Note that this sample does not account for partitioned tables.
No matter what, you have data in the US that you need in the EU, so I think you have two options:
You could continue to pay many smaller fees to move your reduced datasets from the US to the EU as you're doing today.
You could pay the one-off fee to transfer the original public BQ dataset from the US to your own dataset in the EU. From then on, all queries you run stay in the same region, and you have no more trans-continental transfers.

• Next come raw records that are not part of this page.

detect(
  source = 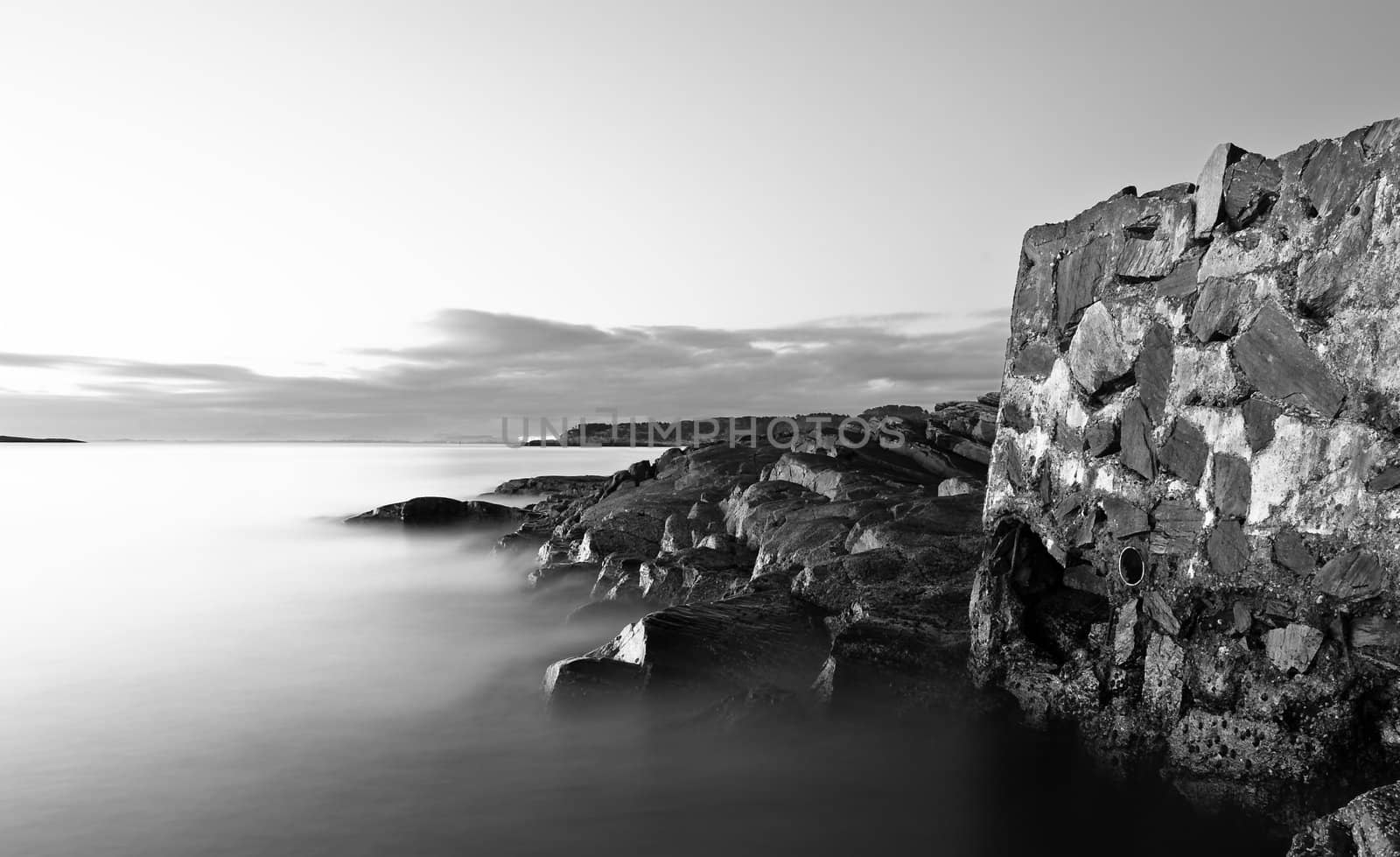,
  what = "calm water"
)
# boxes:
[0,444,1282,857]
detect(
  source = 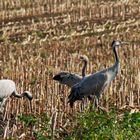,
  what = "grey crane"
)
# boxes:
[0,79,33,111]
[53,55,92,110]
[68,40,122,107]
[53,55,88,87]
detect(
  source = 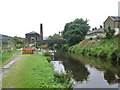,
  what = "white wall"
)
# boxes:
[118,1,120,16]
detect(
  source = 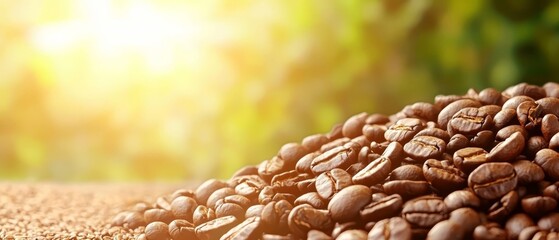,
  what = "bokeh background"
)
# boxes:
[0,0,559,181]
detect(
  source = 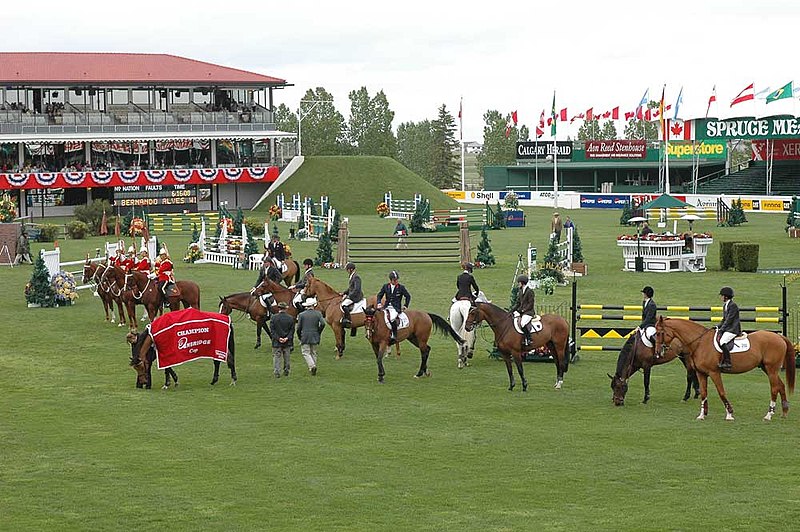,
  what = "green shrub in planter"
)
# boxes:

It really depends on how many queries you plan to do. If it's not a lot, then the way you're doing things today seems like it'd be the most efficient. If it's a lot, then moving the data once (paying the up-front fee) might work out cheaper.
Maybe Google has some magical way to make this better, but as far as I can tell, you're dealing with lots of data on one side of the Atlantic that you need on the other side, and moving it across that wire costs money.